Citizens were placing more and more demands on
county workers, and commissioners’ court wanted
to hire more help, but hiring was on hold because
space had become a more important resource
than time. In addition, not only was the courthouse
not growing, but it was aging and due for a
renovation – heating and air conditioning weren’t
working properly, the restrooms were antiquated,
more parking was needed, and the county couldn’t
get any funding to complete the project because it
couldn’t be done without moving the employees,
who had no other place to go.
As it turned out, the answer to all these problems was just outside his window. The old Cleburne High School had been sitting vacant since 1999. A stately 76,052 square-foot building, the second tallest in the county seat just behind the courthouse itself, the structure was badly deteriorating, and the Cleburne Intermediate School District considered it unusable. Harmon himself had attended that high school and was saddened by its condition.

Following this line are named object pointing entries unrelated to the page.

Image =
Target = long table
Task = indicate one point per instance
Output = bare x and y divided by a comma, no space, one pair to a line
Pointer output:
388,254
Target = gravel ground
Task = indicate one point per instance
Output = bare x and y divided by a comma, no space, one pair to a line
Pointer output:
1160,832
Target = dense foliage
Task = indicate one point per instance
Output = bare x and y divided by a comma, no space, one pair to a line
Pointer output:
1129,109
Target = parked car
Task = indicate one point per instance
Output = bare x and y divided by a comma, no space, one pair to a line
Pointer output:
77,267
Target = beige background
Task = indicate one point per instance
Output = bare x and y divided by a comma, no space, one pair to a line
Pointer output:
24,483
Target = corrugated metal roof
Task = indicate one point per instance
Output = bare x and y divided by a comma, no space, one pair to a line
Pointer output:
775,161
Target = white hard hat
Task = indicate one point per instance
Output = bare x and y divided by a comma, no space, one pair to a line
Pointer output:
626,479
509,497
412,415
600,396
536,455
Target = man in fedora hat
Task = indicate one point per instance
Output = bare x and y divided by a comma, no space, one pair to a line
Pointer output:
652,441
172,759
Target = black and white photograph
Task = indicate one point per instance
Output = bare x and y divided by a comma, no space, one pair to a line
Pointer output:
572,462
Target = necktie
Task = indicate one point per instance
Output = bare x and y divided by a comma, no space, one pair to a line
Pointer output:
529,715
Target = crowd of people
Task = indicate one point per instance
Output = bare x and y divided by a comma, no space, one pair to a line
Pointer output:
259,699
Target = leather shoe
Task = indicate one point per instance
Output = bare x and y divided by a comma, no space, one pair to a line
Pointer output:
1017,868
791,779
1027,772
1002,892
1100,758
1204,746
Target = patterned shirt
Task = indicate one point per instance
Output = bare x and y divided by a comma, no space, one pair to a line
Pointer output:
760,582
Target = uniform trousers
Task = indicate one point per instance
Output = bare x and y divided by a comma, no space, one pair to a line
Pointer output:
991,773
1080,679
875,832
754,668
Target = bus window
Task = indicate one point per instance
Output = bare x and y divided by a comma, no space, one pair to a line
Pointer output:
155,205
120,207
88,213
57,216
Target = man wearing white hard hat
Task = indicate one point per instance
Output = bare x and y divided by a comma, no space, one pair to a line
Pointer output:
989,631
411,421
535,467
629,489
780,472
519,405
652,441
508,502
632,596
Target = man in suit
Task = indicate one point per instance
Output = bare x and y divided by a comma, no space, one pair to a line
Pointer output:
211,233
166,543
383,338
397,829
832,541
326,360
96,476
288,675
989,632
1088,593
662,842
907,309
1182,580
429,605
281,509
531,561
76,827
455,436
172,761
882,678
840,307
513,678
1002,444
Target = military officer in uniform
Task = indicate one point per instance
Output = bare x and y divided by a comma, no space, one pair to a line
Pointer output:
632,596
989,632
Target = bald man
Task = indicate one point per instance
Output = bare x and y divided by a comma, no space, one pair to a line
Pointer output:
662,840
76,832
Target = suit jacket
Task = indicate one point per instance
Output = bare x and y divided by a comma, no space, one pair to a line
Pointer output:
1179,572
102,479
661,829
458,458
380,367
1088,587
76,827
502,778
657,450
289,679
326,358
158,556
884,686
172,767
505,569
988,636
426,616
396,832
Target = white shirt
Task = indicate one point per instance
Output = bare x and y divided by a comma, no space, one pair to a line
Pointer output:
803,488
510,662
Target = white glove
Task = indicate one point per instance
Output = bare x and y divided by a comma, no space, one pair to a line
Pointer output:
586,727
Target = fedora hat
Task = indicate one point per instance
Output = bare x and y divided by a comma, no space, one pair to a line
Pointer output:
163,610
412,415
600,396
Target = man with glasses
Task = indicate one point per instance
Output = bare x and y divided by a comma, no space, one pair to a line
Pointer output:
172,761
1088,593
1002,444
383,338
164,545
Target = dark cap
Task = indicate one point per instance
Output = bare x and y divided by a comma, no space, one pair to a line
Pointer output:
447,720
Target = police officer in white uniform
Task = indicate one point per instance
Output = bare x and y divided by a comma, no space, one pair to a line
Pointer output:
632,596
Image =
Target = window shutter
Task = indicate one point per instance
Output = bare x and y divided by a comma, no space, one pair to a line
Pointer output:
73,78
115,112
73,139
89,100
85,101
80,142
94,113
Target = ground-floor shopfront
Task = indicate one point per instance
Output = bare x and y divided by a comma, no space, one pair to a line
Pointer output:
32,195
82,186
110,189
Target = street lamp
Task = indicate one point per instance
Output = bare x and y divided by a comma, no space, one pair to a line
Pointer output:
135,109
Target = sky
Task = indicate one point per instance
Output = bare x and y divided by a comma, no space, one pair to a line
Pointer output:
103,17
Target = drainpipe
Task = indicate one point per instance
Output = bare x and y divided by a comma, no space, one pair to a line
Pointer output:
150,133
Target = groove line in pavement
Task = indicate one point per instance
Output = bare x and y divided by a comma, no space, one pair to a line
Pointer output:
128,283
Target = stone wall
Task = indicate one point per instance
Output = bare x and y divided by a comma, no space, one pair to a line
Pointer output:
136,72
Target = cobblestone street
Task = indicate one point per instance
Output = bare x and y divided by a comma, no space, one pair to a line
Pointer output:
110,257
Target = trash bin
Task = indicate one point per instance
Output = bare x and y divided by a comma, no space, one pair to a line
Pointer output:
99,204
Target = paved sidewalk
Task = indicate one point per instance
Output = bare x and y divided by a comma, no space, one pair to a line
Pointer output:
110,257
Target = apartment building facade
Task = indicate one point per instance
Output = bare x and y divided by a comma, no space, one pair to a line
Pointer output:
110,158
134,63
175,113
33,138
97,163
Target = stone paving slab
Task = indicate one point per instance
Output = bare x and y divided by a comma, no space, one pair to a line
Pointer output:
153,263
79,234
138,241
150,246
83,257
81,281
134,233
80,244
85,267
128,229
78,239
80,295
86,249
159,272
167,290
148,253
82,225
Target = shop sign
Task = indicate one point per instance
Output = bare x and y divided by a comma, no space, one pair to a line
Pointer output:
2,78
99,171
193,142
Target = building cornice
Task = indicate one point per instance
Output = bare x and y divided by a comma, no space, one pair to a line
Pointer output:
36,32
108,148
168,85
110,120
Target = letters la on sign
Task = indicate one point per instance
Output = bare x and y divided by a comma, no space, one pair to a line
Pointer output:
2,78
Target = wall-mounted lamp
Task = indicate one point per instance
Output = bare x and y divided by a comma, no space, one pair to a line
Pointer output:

“My administrative assistant and I were just talking and I said, ‘wouldn’t it just be a dream come true if we could take and make the old high school into a court building?’ Harmon recalled. “We had no idea if it could work functionally. When we hired the architect, he said, ‘my reputation is on the line,’ and when we found this building, he tried to tell me that it couldn’t, that this wouldn’t work, but when he put it on paper, it was a perfect fit.”
The architect, Alan McGee, was able to take the Cleburne High School, and, using a technique called Adaptive Re-use, create a new building using the existing outside frame. To do so, the interior of the school was completely gutted, while the building’s front wall was supported by steal braces. Though McGee included some aspects of the old school into the design, such as the width of the hallways, the inside was completely rebuilt. What was once classrooms and an auditorium became office space and seven courtrooms, as well as a jury pool room, a sally port and holding cells for prisoners and a fourth floor atrium area that overlooks the town’s historical market square. There is also a museum area dedicated to the history of the old school.
“The school was one of just two in the whole state of Texas that had what they called a ‘house system.’ There were three ladies’ houses and three mens’ houses, and everyone from grades eight through 12 went to their house when the bell rang in the morning, and then they would go to class. It was just one of the ways that they kept up with the kids,” Harmon said. “I can walk in that building today and when I look down the hallways, I still have the feeling that I’m in the old high school. We used the same octagon-style tile for the flooring, the same width of the hallways, the same doors, so it certainly has some similarities to the old school itself.”
Harmon believes that not only was the county able to save some of the area’s history, but it was able to save taxpayer dollars as well. The entire project cost $13 million to complete, which included 104,000 square feet of office space and 400 new parking spaces, both in the heart of the county’s downtown area.
“I think adaptive re-use, in a lot of situations, can be very cost-effective,” Harmon said. “We are proud that we were able to preserve the exterior of the building. Every year we have homecoming and we have classes that come back, people who call me and tell me they want to take a picture of the building. People want to go back to their heritage and the history that they came from and take time out to reminisce about what used to be.”
The renovation earned Johnson County a 2005 County Best Practices Award for Superior Innovation from the TAC Leadership Foundation. The building is now called the Guinn Justice Center.